Communist Party Secretary of Liulin County
- In office January 2011 – November 2014

Personal details
- Born: July 1966 (age 59) Lin County, Shanxi, China
- Party: Chinese Communist Party (1986–2015; expelled)
- Alma mater: Shanxi Central Party School of the Chinese Communist Party

Chinese name
- Traditional Chinese: 王寧
- Simplified Chinese: 王宁

Standard Mandarin
- Hanyu Pinyin: Wāng Níng

= Wang Ning (politician, born 1966) =

Chinese politician

Wang Ning (born July 1966) is a Chinese politician from Shanxi province. As of November 2014 he was under investigation by the Communist Party's anti-corruption agency. Previously he served as the party chief of Liulin County.

==Life and career==
Wang was born and raised in Lin County, Shanxi. He graduated from Shanxi Central Party School of the Chinese Communist Party.

Wang began his political career in October 1984, and joined the Chinese Communist Party in March 1986.

Beginning in 1984, he served in several posts in Shanxi Military District, including soldier, assistant, and section chief.

Wang served as a secretary in General Office of CCP Shanxi Provincial Committee from December 1992 to January 1999.

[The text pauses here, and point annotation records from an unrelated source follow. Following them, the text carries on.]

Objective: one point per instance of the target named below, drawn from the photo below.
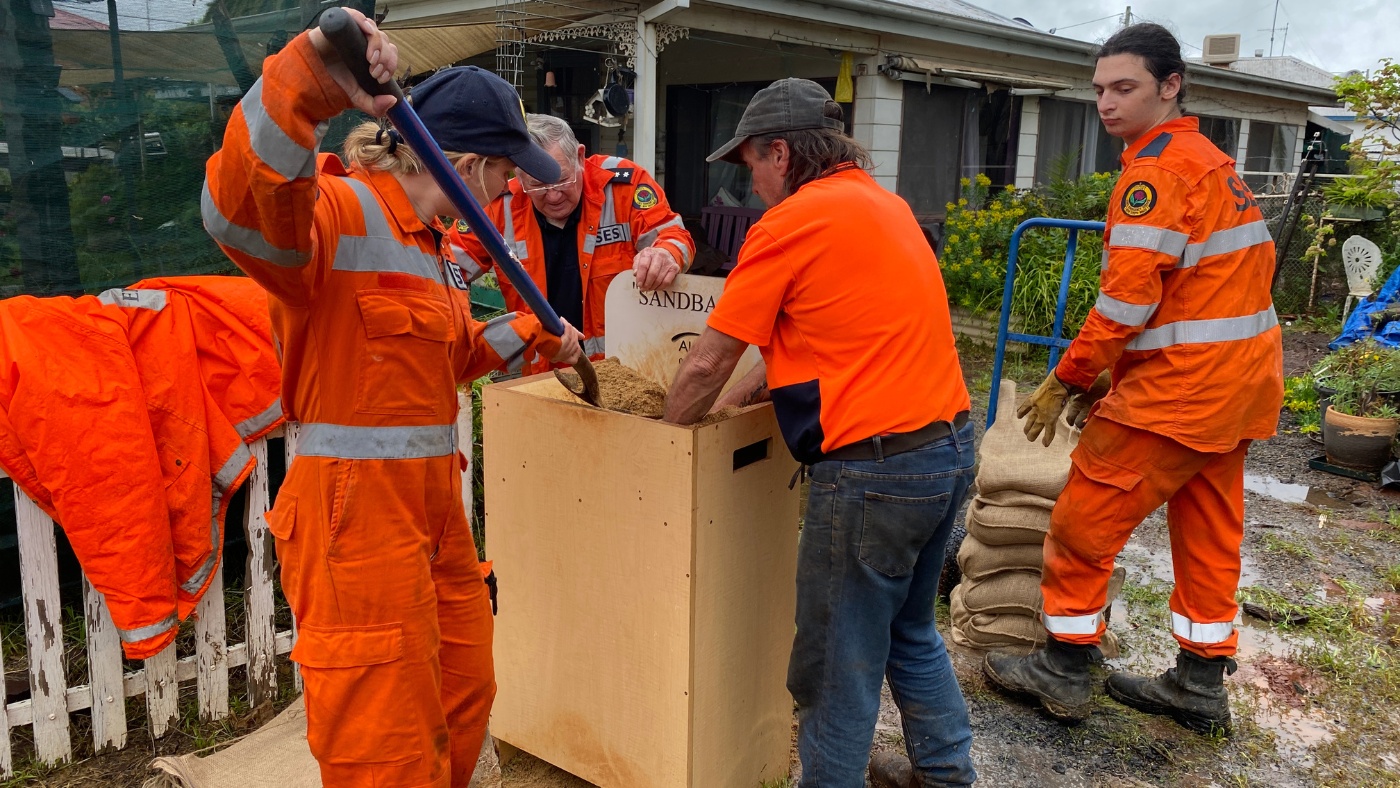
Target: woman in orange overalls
(375, 333)
(1186, 322)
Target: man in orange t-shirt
(843, 297)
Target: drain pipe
(646, 107)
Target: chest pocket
(405, 367)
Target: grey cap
(786, 105)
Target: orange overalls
(1186, 319)
(625, 212)
(377, 556)
(125, 419)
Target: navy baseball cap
(469, 109)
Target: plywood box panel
(646, 589)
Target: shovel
(349, 41)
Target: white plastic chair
(1361, 258)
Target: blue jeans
(867, 577)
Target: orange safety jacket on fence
(1185, 314)
(625, 212)
(125, 419)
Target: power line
(1088, 23)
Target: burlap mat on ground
(979, 561)
(275, 756)
(1008, 461)
(1007, 525)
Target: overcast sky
(1334, 35)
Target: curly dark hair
(1155, 45)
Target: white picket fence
(51, 700)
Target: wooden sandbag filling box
(646, 589)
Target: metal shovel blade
(588, 378)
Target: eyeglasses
(545, 188)
(532, 186)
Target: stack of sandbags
(997, 605)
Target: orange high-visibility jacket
(374, 325)
(625, 212)
(1185, 314)
(125, 419)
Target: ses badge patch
(1138, 199)
(644, 198)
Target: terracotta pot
(1357, 441)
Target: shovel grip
(353, 48)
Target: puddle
(1287, 493)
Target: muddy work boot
(1057, 675)
(892, 770)
(1193, 693)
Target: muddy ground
(1315, 703)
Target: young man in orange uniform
(843, 296)
(377, 556)
(604, 216)
(1186, 324)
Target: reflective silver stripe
(272, 144)
(471, 269)
(1071, 624)
(261, 421)
(378, 249)
(374, 220)
(233, 466)
(198, 578)
(1197, 332)
(245, 240)
(1148, 237)
(1227, 241)
(153, 300)
(1203, 634)
(375, 442)
(650, 237)
(609, 214)
(683, 249)
(149, 631)
(503, 338)
(1123, 312)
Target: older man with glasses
(604, 216)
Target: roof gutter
(893, 18)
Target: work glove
(1043, 409)
(1077, 412)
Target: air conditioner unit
(1221, 49)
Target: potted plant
(1361, 423)
(1364, 196)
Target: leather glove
(1077, 412)
(1043, 409)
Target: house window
(700, 119)
(948, 133)
(1071, 142)
(1224, 132)
(1270, 147)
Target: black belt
(879, 447)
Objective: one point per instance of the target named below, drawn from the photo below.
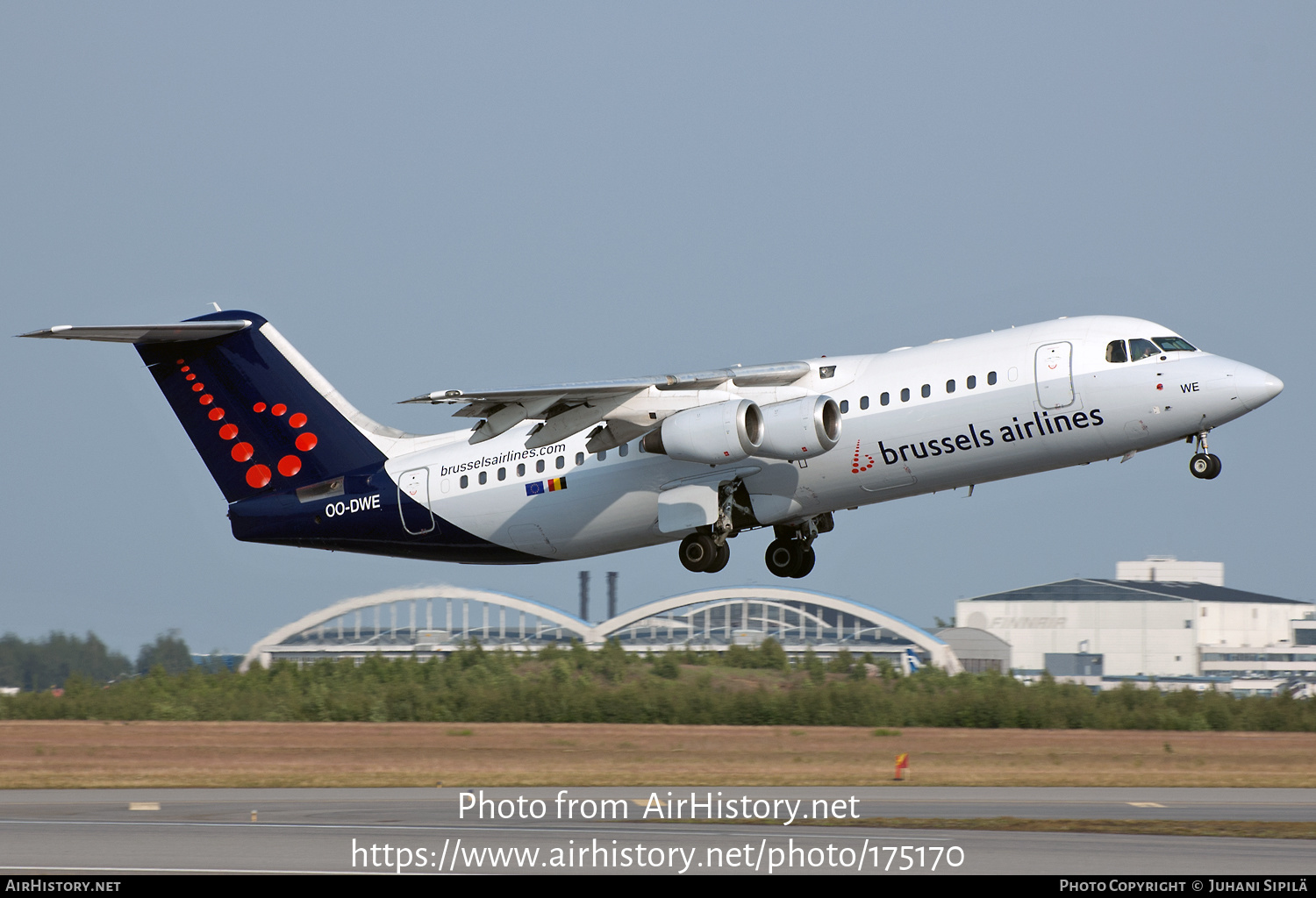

In July 1999 he was promoted to become deputy party chief of Xiaoyi, a position he held until June 2006, then he was appointed the deputy party chief and magistrate of Jiaokou County, he remained in that position until November 2009, when he was transferred to Liulin County and appointed deputy party chief and magistrate. In January 2011, he was promoted to become party chief, the top political position in the County.

==Downfall==
On November 12, 2014, he was being investigated by the Central Commission for Discipline Inspection for "serious violations of laws and regulations".

On February 15, 2015, he was expelled from the CCP and removed from public office.